オープンプラットフォームのアカウントを取得しても、それ単体では特に何も出来ません。オープンプラットフォームアカウントにWeChat公式アカウントやミニプログラムアカウントを紐づけることで、公式アカウントやミニプログラムのAPIを通じてフォロワーやミニプログラムユーザーの「UnionID」が取得出来るようになります。
オープンプラットフォームアカウントに紐づかない公式アカウントやミニプログラムアカウントでは「UnionID」は取得出来ず、「OpenID」しか取得出来ません。
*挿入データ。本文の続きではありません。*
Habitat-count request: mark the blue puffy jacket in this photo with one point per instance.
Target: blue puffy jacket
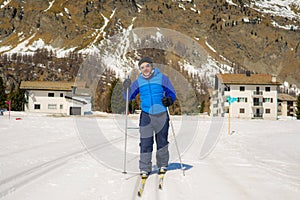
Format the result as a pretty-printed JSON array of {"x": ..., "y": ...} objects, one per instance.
[{"x": 152, "y": 91}]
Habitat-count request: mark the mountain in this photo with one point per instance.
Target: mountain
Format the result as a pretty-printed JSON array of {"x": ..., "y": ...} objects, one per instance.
[{"x": 261, "y": 36}]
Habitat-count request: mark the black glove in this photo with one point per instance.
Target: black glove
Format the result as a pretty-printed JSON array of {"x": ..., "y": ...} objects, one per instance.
[
  {"x": 127, "y": 83},
  {"x": 167, "y": 101}
]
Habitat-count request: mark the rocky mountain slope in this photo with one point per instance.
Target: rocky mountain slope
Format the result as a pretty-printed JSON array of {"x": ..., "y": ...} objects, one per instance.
[{"x": 261, "y": 36}]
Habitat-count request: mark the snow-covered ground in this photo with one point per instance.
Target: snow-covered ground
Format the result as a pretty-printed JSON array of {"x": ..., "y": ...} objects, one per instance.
[{"x": 46, "y": 157}]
「OpenID」は各公式アカウントやミニプログラムアカウントから見た時には一意にユーザーを同定出来ますが、アカウントを跨いだ同定は出来ません。
例えばA社が2つの公式アカウント、「公式①」と「公式②」を持っていたとして、公式①にフォロワーが500人、公式②にフォロワーが1000人いたとします。
A社としては公式①と公式②合わせて1500人のフォロワーいる事は把握出来ますが、これは延べ人数になってしまいます。
ユニークなフォロワー数を知る為には公式①と公式②それぞれのIDリストの突合せがしたくなりますが、OpenIDは公式カウントごとに一意にしかならないので、アカウントを跨いだユニーク判別には使えません。
例えば私が公式①と公式②の両方をフォローしていたとしても、公式①から見える私のOpenIDと公式②から見える私のOpenIDは異なるので、A社からは私が両方をフォローしている事は判別不能なのです。

そこでUnionIDの登場となります。
A社がオープンプラットフォームアカウントを作成して公式①と公式②をそのアカウントに登録すると、公式①と公式②はAPIを通じてフォロワーのUnionIDを取得する事が出来るようになります。
UnionIDはオープンプラットフォームアカウントごとに一意となるIDなので、先ほどの例でいうと、公式①から見た私のUnionIDと公式②から見た私のUnionIDは同じになります。
これによりA社は初めて私が公式①と公式②の両方をフォローしているユーザーであると認識出来るわけです。

WeChatPayマーチャントプラットフォーム

WeChatPayマーチャントプラットフォーム(微信支付商户平台)は企業がWeChatPayを利用する為のプラットフォームですが、中国国外の企業は残念ながらこのプラットフォームを直接使う事は出来ません。
WeChatPayマーチャントプラットフォームはWeChatPayのマーチャントID(商户号)が必要なのですが、海外企業はマーチャントIDを取得する事が出来ないのでこのプラットフォームを使う事が出来ないのです。
海外企業は自国内のアクワイアラを通してサブマーチャントID(副商户号)を取得する事しか出来ません。
サブマーチャントIDはオンライン/オフラインでのWeChatPay決済をする事は出来ますが、WeChatPayマーチャントプラットフォームを使う権限が無い為、クーポンや「紅包」と呼ばれるユーザーへお金を送る機能を自力では設定出来ないのです。
日本企業がこれらの機能を活用する為にはアクワイアラ経由で使わせてもらうか、中国企業のマーチャントIDで発行したものを自社のサブマーチャントIDでも使えるように設定してもらう必要があります。